Another work of Cryptography, this time on Security in systems information area. Me and Pedro Pereira choose the Honeypot project. The idea is to understand and if possible experiment tools to implement Honeypots.
The Honeynet Project
The Honeynet project began in 1999 by the initiative of Lance Spitzner. It is an international nonprofit project. The idea of this project is to increase security on the Internet without any cost to the public. This is a project with strong bases on OpenSource believes. This project has several years of experience in defense information systems. In his website you can have access to a lot of documentation and software to create Honeynets and Honeypots.
In fact we have started to watch this presentation from HITBSecConf2007 in Dubai by Lance Spitzner. If you feel interested and have 40 minutes I recommend to watch.
Reading about Honeypots
The are 2 kinds of honeypots, client and server. The client surf the web interacting with other computers, and the server wait until someone request a service. And more 2 kind, low and high interaction, that means, if the honeypot is virtual or real (a real machine).
Our work is focused on the study of some solutions to create Honeypots. We start to read some good papers about the subject. After reading Malicious Web Servers, from Know Youy Enemy series, and later the Behind the Scenes of Malicious Web Servers, we start to get involved by the idea of deploying our own Honeypot. So we decide to use Honeyd tool to create them.

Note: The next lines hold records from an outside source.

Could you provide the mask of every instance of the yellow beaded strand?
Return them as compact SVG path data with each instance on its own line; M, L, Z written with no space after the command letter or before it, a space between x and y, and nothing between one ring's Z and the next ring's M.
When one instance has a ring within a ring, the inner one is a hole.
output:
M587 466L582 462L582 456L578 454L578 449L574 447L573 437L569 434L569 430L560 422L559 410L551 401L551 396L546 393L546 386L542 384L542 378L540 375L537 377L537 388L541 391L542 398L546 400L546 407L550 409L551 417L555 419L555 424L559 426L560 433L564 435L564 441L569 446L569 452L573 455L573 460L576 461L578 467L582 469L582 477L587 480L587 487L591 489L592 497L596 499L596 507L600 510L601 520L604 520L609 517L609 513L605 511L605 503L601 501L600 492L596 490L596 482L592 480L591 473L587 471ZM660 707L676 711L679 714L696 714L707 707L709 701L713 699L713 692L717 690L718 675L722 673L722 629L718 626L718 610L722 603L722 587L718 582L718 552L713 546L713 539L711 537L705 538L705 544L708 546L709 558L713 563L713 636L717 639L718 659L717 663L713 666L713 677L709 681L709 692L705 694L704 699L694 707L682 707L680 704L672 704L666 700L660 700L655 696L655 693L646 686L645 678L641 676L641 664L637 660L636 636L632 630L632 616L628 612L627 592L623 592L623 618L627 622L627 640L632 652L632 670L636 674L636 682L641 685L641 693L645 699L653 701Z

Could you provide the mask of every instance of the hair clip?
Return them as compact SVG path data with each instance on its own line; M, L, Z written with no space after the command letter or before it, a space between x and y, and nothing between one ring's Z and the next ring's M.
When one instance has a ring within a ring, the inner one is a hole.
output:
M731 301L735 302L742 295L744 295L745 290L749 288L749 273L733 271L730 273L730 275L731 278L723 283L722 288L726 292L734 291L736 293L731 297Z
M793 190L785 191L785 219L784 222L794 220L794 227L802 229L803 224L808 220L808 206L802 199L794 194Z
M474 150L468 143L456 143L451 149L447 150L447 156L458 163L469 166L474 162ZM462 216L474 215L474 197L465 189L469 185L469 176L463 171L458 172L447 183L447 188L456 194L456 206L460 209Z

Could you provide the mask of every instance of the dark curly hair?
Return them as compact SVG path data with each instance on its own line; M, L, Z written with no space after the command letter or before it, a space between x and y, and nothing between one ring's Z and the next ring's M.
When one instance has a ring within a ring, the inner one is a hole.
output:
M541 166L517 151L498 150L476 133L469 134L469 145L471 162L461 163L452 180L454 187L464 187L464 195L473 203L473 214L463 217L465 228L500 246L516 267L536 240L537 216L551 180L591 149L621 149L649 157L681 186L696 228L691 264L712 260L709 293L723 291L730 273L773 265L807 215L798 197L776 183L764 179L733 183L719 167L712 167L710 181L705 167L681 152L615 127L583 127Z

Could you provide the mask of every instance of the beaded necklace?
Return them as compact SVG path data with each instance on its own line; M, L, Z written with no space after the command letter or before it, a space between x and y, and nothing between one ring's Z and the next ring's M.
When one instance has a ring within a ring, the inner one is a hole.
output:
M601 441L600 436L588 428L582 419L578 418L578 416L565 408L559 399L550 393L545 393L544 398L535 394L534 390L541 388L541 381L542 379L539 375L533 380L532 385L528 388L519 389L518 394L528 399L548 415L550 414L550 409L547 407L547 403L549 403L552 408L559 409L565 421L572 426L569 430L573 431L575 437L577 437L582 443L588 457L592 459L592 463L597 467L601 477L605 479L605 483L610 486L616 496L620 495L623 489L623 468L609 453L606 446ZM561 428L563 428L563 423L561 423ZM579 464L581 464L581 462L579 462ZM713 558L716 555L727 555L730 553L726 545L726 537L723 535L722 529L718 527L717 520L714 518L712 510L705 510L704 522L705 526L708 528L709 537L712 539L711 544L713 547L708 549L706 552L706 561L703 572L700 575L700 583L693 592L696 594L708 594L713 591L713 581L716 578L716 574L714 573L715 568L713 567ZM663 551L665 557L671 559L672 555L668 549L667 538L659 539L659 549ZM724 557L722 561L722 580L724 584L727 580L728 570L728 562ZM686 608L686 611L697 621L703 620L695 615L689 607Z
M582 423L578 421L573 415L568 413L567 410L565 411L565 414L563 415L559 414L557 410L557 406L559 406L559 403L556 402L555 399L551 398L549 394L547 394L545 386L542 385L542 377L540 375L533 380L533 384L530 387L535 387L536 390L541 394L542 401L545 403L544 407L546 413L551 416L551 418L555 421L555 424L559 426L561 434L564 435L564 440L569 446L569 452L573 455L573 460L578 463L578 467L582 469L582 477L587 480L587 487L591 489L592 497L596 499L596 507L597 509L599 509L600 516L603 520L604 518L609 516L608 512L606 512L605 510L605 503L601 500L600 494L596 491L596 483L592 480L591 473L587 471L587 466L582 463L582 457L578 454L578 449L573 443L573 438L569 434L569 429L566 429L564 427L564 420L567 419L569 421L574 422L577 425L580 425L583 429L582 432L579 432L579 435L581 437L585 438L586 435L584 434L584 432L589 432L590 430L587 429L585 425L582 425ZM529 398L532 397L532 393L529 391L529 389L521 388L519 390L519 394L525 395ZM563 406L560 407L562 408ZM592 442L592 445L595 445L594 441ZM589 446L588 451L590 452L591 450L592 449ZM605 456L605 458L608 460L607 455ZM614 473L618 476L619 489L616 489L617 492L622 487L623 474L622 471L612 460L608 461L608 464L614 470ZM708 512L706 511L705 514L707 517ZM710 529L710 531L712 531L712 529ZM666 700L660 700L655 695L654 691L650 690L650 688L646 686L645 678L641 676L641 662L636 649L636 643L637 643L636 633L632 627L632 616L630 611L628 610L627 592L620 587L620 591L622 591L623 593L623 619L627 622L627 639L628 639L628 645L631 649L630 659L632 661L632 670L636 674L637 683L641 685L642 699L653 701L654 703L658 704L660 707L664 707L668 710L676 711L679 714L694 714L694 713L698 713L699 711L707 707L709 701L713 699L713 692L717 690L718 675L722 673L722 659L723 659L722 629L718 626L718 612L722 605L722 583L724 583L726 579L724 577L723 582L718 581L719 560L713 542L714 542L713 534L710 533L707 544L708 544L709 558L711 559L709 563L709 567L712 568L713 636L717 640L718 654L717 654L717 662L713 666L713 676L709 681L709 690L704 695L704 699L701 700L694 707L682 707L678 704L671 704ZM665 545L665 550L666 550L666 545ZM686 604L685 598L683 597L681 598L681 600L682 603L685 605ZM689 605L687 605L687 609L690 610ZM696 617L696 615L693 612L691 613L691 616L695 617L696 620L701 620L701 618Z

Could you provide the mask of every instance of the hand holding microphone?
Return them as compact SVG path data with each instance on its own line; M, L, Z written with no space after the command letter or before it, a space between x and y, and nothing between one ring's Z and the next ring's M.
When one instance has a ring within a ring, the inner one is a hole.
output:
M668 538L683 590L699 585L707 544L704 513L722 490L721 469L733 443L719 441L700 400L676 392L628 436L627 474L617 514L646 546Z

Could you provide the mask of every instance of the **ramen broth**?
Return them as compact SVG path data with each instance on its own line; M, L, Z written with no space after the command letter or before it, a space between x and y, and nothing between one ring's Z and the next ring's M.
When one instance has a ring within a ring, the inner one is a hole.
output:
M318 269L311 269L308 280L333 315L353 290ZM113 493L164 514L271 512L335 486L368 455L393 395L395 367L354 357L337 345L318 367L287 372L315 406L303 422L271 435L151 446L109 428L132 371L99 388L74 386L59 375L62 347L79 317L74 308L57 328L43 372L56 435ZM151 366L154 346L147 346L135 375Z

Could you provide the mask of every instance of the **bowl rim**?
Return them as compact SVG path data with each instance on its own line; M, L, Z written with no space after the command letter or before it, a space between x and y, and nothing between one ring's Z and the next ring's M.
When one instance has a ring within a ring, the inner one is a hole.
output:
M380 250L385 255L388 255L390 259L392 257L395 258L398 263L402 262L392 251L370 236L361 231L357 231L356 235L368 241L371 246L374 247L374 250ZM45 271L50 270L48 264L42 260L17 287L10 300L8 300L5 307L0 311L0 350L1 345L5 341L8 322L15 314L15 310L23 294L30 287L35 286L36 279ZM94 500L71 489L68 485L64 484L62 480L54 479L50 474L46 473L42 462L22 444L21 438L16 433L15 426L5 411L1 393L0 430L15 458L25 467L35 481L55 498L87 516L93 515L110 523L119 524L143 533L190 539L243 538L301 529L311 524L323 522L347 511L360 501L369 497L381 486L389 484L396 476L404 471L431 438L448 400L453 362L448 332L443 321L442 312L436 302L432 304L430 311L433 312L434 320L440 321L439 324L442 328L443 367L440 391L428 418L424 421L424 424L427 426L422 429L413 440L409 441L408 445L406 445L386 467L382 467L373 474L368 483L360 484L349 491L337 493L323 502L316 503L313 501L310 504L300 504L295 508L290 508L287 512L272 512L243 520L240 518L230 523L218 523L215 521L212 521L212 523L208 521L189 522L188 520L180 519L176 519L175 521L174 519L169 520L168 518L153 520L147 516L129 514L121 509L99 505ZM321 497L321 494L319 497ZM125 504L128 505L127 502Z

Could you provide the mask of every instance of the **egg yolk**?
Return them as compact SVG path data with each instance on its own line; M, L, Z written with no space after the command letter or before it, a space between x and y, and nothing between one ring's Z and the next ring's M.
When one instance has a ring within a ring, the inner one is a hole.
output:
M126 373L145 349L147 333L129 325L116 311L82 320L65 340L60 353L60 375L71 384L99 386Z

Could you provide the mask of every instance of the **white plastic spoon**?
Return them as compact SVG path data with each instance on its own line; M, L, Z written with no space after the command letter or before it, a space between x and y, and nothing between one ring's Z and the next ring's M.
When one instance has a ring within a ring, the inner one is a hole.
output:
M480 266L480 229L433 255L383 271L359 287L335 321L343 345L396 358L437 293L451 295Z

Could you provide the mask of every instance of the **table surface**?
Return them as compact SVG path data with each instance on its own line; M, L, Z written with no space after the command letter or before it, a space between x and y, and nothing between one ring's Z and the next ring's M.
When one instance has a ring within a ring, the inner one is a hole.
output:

In this post I will talk about the process of install and configure a Honepot with the help of Honeyd.
Honeyd
Honeyd is a low interaction honeypot client that create virtual hosts (Honeypots) in a network. These Honeypots can be configured to act like a real operative system, in fact there are approximately 1000 personalities of OS’s that we can chose. At the same time we can configure those operative systems to activate certains services like FTP, HTTP, Telnet, etc.
Honeyd enables a single host to claim multiple addresses – I have tested up to 65536 – on a LAN for network simulation.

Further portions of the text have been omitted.